Ways to generate Ids: (Heavily helped by instagram blog post below.)
Approach 1: Ticket Server (like flickr)
Creating a dedicated service that on request generates ids. Flickr uses odd-even methodology to provide high availablity but the idea can scale out to any number of ticket servers with initial coordination. For example 1+ 3n, 2+3n, 3+3n where n is each request would generate 3 sources of unique autoincremented ids.
Pros:
Cons:
- External service: potental for latency, maintenance or bottlenecks
- Ids are not strictly time sortable
Approach 2: Timestamp-shardId-modulo(autoincrement) aka instagram sharding
See the instagram blog link above.
Pros:
- No external service required (no latency, maintenance or bottlenecks)
Cons:
- Reliance on making sure timekeeping is accurate between shards
- Has known limitations (a death clock, number of writes per second/shard) All can be made reasonably high though.
Approach 3: Guids
Automatically generated guaranteed unique ids.
Pros:
- No external service required (no latency, maintenance or bottlenecks)

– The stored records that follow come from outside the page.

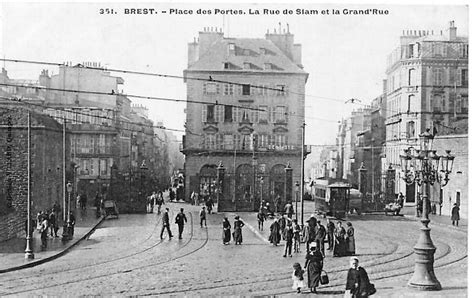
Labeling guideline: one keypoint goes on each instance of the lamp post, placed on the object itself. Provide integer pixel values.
(69, 225)
(297, 189)
(422, 166)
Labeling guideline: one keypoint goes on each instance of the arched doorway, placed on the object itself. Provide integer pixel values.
(243, 187)
(277, 186)
(207, 178)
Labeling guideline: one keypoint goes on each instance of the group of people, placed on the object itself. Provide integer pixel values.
(156, 198)
(340, 240)
(357, 282)
(48, 223)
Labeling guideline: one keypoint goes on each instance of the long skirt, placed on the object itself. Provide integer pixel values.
(314, 274)
(226, 236)
(238, 236)
(350, 245)
(339, 247)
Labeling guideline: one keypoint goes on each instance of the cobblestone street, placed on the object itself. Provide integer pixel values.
(126, 256)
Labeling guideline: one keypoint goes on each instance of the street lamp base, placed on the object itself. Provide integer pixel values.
(29, 255)
(424, 277)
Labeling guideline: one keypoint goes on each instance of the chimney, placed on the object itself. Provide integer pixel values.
(452, 31)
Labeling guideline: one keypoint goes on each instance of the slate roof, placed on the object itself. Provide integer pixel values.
(217, 55)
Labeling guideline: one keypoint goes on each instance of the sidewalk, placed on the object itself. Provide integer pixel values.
(12, 252)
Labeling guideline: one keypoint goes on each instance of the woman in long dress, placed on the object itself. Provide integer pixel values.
(314, 266)
(238, 224)
(275, 233)
(339, 240)
(226, 231)
(350, 240)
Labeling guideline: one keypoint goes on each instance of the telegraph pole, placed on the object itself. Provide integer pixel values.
(302, 172)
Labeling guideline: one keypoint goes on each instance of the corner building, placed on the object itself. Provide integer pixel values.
(254, 126)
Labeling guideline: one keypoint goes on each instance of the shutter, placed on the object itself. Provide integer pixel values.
(204, 114)
(458, 77)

- Extremely easy to generate and understand
Cons:
Approach 4: Preallocation registry and allocation
Ahead of time allocate a set of id-chunks in batches of 10K. Take each batch and assign them to a given shard. Shard then manages its chunk with its own internal counter (autoincrement) + batch start point. As batches are used up new batches are allocated on demand and shards continue generating ids but with a new offset.
Pros:
- Solves both id allocation and row mapping
- Lends itself to mysql database-per-shard best practices
Cons:
- Requires a allocation service (potential for latency, maintenance and bottlenecks)
- Slightly complex when orchestrating block allocation and id counters.

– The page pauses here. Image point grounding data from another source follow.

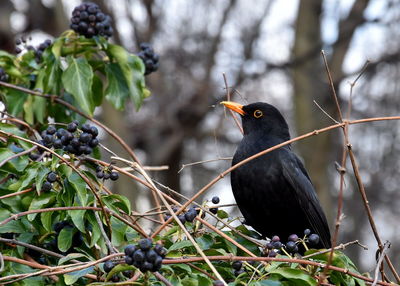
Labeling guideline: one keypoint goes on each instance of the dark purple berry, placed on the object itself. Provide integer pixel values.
(291, 246)
(129, 260)
(313, 239)
(145, 243)
(108, 266)
(130, 249)
(94, 131)
(214, 210)
(51, 177)
(182, 218)
(138, 256)
(151, 255)
(51, 130)
(57, 144)
(237, 265)
(275, 238)
(215, 200)
(72, 127)
(46, 186)
(114, 176)
(94, 142)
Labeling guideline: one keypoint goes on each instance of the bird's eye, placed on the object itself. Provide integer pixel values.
(258, 113)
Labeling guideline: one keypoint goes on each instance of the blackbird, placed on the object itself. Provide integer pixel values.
(273, 192)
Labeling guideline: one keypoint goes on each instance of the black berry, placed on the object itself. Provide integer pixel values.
(215, 200)
(291, 247)
(114, 176)
(313, 239)
(214, 210)
(46, 186)
(108, 266)
(130, 249)
(149, 58)
(237, 265)
(145, 244)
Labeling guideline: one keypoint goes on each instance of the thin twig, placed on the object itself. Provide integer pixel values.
(228, 97)
(188, 235)
(17, 155)
(380, 260)
(162, 278)
(202, 162)
(261, 153)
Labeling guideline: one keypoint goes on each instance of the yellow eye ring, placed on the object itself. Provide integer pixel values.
(258, 113)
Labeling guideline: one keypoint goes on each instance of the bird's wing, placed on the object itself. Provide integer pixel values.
(295, 173)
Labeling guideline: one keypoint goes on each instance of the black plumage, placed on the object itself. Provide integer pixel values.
(274, 192)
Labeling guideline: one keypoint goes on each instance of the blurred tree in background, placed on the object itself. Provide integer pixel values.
(269, 51)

Approach 4.1 Preallocation registry and fixed size shards
Again you generate a set of id-chunks in batches of 100K or so. Take each batch and assign it to a shard. Shard starts its autoincrementing at that offset but simply registers back as being full when it exhausts its allocation. Application layer would need to get the next shard for new writes.
Pros:
- Extremely simple to implement on the db.

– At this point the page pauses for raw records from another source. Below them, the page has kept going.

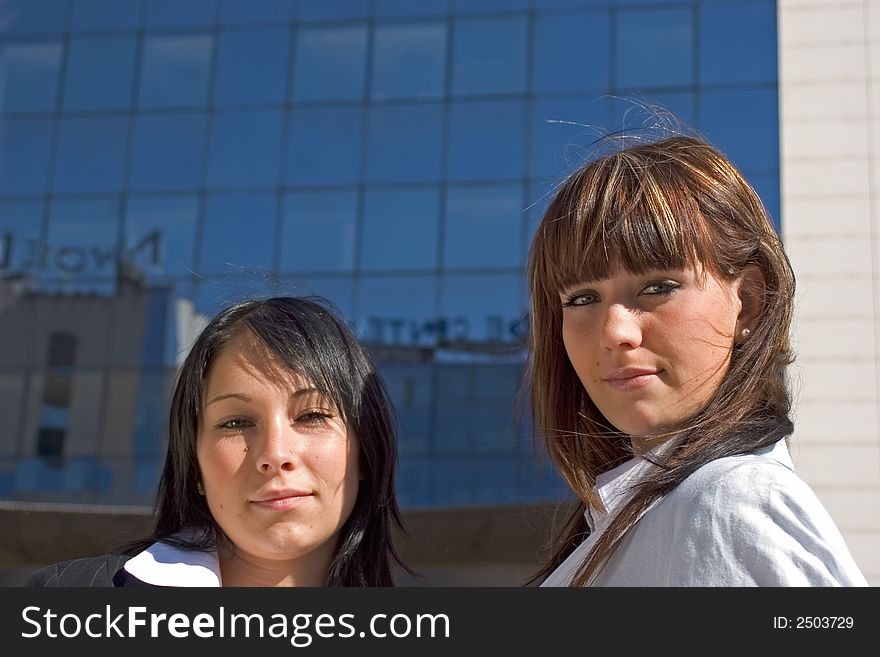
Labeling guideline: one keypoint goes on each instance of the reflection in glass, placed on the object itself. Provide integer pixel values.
(318, 231)
(409, 60)
(655, 48)
(489, 56)
(99, 73)
(410, 216)
(176, 71)
(251, 67)
(168, 152)
(483, 226)
(405, 143)
(245, 149)
(239, 233)
(486, 140)
(160, 235)
(29, 76)
(330, 63)
(91, 154)
(572, 52)
(324, 146)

- Lends itself to best practices with mysql database-per-shard techniques.
- Solves the row to shard mapping at the sametime.
- Doesn't require a external service as the allocation can be coded in a lookup table or configuration file on deploy.
- Get the 64 bit ids while your id ranges stay below 2^64 unsigned.
Cons:
- Just a bit more complex at the application level with insert error checking and fail over into a new shard. (can be avoided for a long time with uniform distribution of writes across all shards and a large set of shards).
- Don't get a natural sort by time created across all shards.
Knowledge needed to make this work:
You will need to set two autoincrementing null false fields (one as the primary id key) and another as the table size limit counter. You will need to offset the ids appropriately. For the primary key id you will want to offset to the starting block for the db. For the table size limit you will want to offset to 100K less than the max for a medium int (its different for signed or unsigned). If the CHECK constraint were implemented we would use that instead.
Error produced on autoincrement overflow
How to set a starting point for a autoincremented id
Ways to map rows to shards
Pretty much by necessity this must be a table or hash of somesort.
The approaches pretty much boil down to either a remote service for the lookup or maintaining a small enough and constant enough table to include as part of the application layer. Depending on how you picked ids above your choice will be picked for you.